[prev in list] [next in list] [prev in thread] [next in thread] 

List:       wget
Subject:    wget downloads files even if -R specifies otherwise
From:       "Edward J. Sabol" <sabol () alderaan ! gsfc ! nasa ! gov>
Date:       1998-10-28 22:47:54
[Download RAW message or body]

Hi,

Though I've been using wget since 1.4.3, I just joined the wget mailing list.
I think wget is the one best things since sliced bread. Thanks, Hrovje, et
al., for such an amazingly useful program!

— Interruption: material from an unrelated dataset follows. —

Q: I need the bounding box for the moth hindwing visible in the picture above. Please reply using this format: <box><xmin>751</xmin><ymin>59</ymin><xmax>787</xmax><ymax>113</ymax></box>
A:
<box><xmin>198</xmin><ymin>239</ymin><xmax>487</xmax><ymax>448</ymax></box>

I've noticed that, if you use wget -R to reject certain filenames, wget will
download these files anyway and then delete them afterwards. This is with a
bunch of command line options, but probably the most important are "-r -l1
--timestamping -A html -R file1.html,file2.html,file3.html". Here's an exact
sample command that displays this behavior:

wget -r -A html -R PersonalInfo.html --no-parent -l1 \
http://lheawww.gsfc.nasa.gov/~sabol/

Ideally, I'd like to avoid downloading these rejected files altogether. Is
there a way to make wget reject them before downloading them? Am I doing
something wrong or is wget just not being as efficient as it could be?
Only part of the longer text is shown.